Abstract
Purpose
This study aimed to investigate the concentrations of cytokines and chemokines in diabetic macular edema (DME) eyes before and during therapy with the intravitreal injection of conbercept (IVC) and to identify associations with disease activity.
Methods
The Bio-Plex® 200 System and the Bio-PlexTM Human Cytokine Standard 27-Plex, Group I (Bio-Rad, Hercules, California, USA) were used to detect cytokine levels in aqueous humour. Experimental aqueous humour samples were collected from 18 patients with DME at the same time that IVC was performed at baseline and at 1 month. Control aqueous humour samples were collected from 16 patients undergoing cataract surgery.
Results
Significantly higher concentrations of vascular endothelial growth factor (VEGF), interleukin 6 (IL-6), IL-8, eotaxin, granulocyte colony stimulating factor (G-CSF), interferon gamma-induced protein 10 (IP-10), and monocyte chemoattractant protein-1 (MCP-1) were found in the aqueous humour of DME patients than cataract patients. One month after IVC, the intraocular concentrations of VEGF were significantly lower in the eyes of DME patients than at baseline. No other cytokines were significantly altered by conbercept therapy. Best-corrected visual acuity (BCVA) slightly improved following IVC compared with that at baseline, although this difference was not significant, and central macular thickness (CMT) significantly decreased 1 month after IVC treatment.
Conclusion
Angiogenic, inflammatory and growth factors are involved in the development of DME. With the exception of VEGF, IVC did not cause significant differences in any inflammatory cytokines or growth factors in DME patients. CMT is related to VEGF levels in aqueous humour.
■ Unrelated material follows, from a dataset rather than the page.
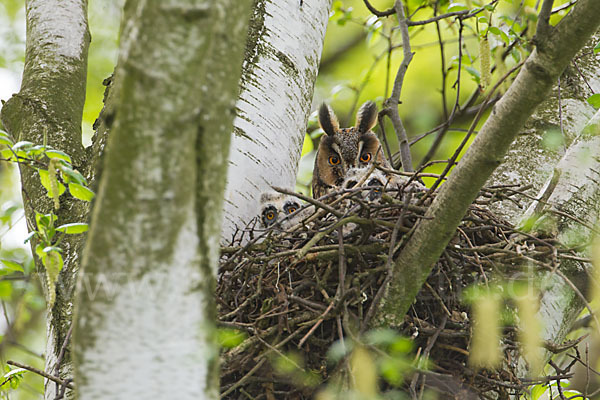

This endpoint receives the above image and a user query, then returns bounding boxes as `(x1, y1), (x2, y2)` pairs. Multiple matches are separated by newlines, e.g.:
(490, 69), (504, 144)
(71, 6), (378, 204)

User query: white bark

Keywords: diabetic macular oedema, conbercept, intravitreal implant, intraocular cytokines
Introduction
Diabetic macular edema (DME) is a major cause of visual impairment in diabetic patients with diabetic retinopathy (DR) in economically developed societies.1,2 Vascular endothelial growth factor (VEGF) is an important angiogenic factor and plays an important role in the pathogenesis of DME; therefore, anti-VEGF treatments for DME have been developed.3,4 Currently, there are many anti-VEGF drugs, such as bevacizumab, ranibizumab, and aflibercept, that show some slight differences in terms of their ability to block VEGF isoforms; the efficacy of these drugs is similar in DME patients, causing relative vision improvements.5,6 Conbercept is a fusion protein comprising extracellular domain-2 of vascular endothelial growth factor receptor (VEGFR)-1 and extracellular domain-3 and 4 of VEGFR-2.7 Conbercept has a superior binding affinity to VEGF than ranibizumab.8 Studies have shown that anti-VEGF treatment effectively improved visual acuity (VA) and reduced macular thickness in DME patients.9 Unfortunately, some patients showed no significant improvement or experienced the recurrence of DME despite monthly intravitreal anti-VEGF therapy.10 Therefore, mechanisms other than VEGF may contribute to DME in DR.
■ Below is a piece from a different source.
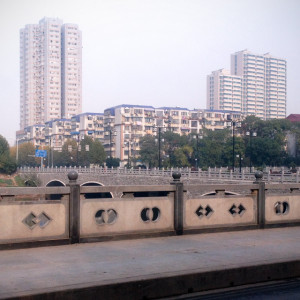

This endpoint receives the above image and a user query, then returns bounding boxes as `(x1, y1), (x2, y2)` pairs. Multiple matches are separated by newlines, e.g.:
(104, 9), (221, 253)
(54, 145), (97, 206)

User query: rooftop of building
(286, 114), (300, 122)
There has been an increasing amount of evidence showing that inflammation contributes to the pathogenesis of DR.11,12 DME formation is driven by the breakdown of the blood-retina barrier and the consequent vascular leakage and thickening of the retina, thus causing thickening, macular malfunction, and visual impairment.13 Cellular events such as the increased expression of inflammatory mediators, leucostasis, and abnormal leukocyte adherence result in increased vascular permeability in the pathogenesis of DME.14,15 It has been reported that the levels of VEGF, interleukin (IL)-6, IL-8, intercellular adhesion molecule-1 (ICAM-1), interferon gamma-induced protein-10 (IP-10), and monocyte chemoattractant protein-1 (MCP-1) are increased in DME patients compared with diabetic patients without DME.16 However, the exact mechanisms and reasons for the response to anti-VEGF treatment in DME patients remain unclear. Accordingly, this study investigated the cytokine profiles in the aqueous humour of patients with DME and investigated the effect of therapy with the intravitreal injection of conbercept (IVC) on angiogenic and inflammatory cytokines.
Materials and Methods
Subjects
This study was conducted at the Department of Ophthalmology, Shanghai Tenth People’s Hospital affiliated with Tongji University School of Medicine. This study was approved by the Research Ethics Committee, Shanghai Tenth People’s Hospital affiliated with Tongji University School of Medicine, Shanghai, China. The procedures conformed to the tenets of the Declaration of Helsinki. Written informed consent was obtained from each participant for all examinations and procedures.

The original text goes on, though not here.